Considering the AUC values in the evaluation of solid nodules, the most effective model was the Herder model. The Mayo and Brock models followed respectively. The Mayo and Herder models yielded the highest AUC values here among all the groups evaluated in this study. This is because, as mentioned above, these two models, which are closely related, are likely to have been developed and validated in populations with high numbers of solid nodules. In addition, the AUC value for solid nodules with the Herder model is very close to the AUC value of the original study (0.92) [9]. This highlights the superiority of PET–CT for solid nodules.

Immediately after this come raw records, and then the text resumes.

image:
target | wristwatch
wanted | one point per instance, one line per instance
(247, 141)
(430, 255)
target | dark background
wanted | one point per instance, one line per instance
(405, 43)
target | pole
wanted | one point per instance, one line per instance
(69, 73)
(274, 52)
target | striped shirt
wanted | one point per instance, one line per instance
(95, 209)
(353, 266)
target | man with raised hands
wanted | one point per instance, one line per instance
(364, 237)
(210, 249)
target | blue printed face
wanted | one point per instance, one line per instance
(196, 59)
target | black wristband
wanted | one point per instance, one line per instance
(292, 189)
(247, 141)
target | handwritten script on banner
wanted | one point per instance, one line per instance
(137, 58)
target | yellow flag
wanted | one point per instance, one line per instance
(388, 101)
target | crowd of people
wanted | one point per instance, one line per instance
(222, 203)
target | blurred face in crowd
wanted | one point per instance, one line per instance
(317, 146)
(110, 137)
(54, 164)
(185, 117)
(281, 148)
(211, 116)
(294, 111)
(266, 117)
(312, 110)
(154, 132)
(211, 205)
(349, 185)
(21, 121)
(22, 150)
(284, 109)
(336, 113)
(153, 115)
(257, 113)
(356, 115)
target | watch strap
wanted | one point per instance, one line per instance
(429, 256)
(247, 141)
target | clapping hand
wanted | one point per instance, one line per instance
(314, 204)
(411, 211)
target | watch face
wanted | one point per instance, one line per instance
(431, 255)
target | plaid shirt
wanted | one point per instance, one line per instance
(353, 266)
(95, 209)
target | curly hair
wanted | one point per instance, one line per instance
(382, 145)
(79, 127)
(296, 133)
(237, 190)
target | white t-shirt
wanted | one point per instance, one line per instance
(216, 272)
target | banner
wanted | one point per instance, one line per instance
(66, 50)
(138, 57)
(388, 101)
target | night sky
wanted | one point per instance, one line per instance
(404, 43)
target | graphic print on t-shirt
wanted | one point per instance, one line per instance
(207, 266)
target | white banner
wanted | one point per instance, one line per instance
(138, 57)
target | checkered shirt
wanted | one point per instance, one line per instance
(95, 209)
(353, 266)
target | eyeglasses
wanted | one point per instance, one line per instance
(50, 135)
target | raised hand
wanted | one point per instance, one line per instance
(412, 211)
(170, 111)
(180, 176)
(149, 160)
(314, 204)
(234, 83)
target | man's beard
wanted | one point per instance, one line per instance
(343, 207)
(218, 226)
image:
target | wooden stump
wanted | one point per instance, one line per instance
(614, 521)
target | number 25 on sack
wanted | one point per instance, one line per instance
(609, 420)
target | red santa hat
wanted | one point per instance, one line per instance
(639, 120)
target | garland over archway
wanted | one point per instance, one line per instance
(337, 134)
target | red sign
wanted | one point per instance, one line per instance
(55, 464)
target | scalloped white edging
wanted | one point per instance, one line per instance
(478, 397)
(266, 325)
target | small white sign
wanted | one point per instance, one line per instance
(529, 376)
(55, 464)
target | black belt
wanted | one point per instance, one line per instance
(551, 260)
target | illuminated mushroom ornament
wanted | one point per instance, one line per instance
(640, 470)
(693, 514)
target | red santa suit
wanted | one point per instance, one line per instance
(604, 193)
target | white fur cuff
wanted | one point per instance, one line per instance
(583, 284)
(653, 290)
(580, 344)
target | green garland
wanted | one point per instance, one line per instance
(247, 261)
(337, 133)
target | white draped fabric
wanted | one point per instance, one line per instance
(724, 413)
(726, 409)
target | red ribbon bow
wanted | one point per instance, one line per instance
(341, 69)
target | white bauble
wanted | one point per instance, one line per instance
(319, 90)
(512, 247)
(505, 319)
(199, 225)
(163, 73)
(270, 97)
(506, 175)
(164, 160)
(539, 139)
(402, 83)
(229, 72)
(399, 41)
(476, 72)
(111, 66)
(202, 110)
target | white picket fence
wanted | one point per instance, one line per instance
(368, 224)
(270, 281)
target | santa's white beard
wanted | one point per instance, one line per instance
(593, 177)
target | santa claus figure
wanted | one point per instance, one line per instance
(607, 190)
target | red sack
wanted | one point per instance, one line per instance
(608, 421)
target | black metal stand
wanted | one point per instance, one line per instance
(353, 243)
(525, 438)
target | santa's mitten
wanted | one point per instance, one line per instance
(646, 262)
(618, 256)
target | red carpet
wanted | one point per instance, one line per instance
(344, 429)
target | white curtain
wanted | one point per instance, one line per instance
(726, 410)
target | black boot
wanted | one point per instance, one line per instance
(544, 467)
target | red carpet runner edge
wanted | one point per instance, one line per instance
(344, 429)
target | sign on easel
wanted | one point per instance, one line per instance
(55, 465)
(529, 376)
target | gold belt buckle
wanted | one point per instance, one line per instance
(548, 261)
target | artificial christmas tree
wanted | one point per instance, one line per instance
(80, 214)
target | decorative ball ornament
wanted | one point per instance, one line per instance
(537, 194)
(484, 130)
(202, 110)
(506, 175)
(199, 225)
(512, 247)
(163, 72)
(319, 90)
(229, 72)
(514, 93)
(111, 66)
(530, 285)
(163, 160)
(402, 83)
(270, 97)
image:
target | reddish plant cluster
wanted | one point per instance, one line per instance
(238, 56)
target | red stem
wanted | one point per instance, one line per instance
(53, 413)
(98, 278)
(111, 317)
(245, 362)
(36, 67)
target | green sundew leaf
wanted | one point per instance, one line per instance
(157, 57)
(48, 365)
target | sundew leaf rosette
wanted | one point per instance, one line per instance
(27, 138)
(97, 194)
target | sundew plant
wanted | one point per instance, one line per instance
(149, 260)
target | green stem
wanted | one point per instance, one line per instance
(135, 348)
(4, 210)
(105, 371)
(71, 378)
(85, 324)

As a result of various studies, many risk factors related to lung cancer were determined according to the clinical and demographic characteristics of the patients and the radiological characteristics of the nodules. However, these risk factors, and especially clinical and demographic factors, may differ in terms of their effects according to the structure of local populations and geographical features [10]. In the Brock model, female gender, family history of lung cancer, nodule type, localization of the nodule, and number of nodules are parameters that affect the probability of malignancy since there was a statistically significant difference between benign and malignant cases in the population investigated during the development of that model [7]. In the present study, a statistically significant relationship was found between male gender and malignancy and no other statistically significant differences were found between benign and malignant cases for the other parameters. Similarly, a history of smoking and a history of extrapulmonary malignancy at least 5 years ago were determined as risk factors in the Mayo and Herder models, but in our study, no statistically significant difference was found between benign and malignant cases for either parameter [8, 9]. Thus, the effects of these parameters on the differentiation of benign and malignant nodules in our study were reduced compared to the populations in the original studies. In such cases, it is inevitable that the performance of all three models will be decreased.

The main contribution of this study is its evaluation of nodules in the Turkish population with the currently used malignancy scoring systems by referring to definitive postoperative pathology results to retrospectively calibrate risk calculation models before using them in a new local population and provide a new optimal threshold value, as it mentioned in the literature [14].

The main limitation of the study is that it was conducted among patients who were followed in a thoracic surgery clinic in a reference center and operated on for pulmonary nodules. Most of the nodules in this study were already considered risky by clinicians and radiologists.

In conclusion, all models effectively differentiated benign from malignant pulmonary nodules in all groups except subcentimetric nodules and ground-glass nodules. However, none of the groups for which these models were effective had AUC values as high as those obtained in the original studies. This highlights the need to optimize models and malignancy risk thresholds for this population or develop a new model.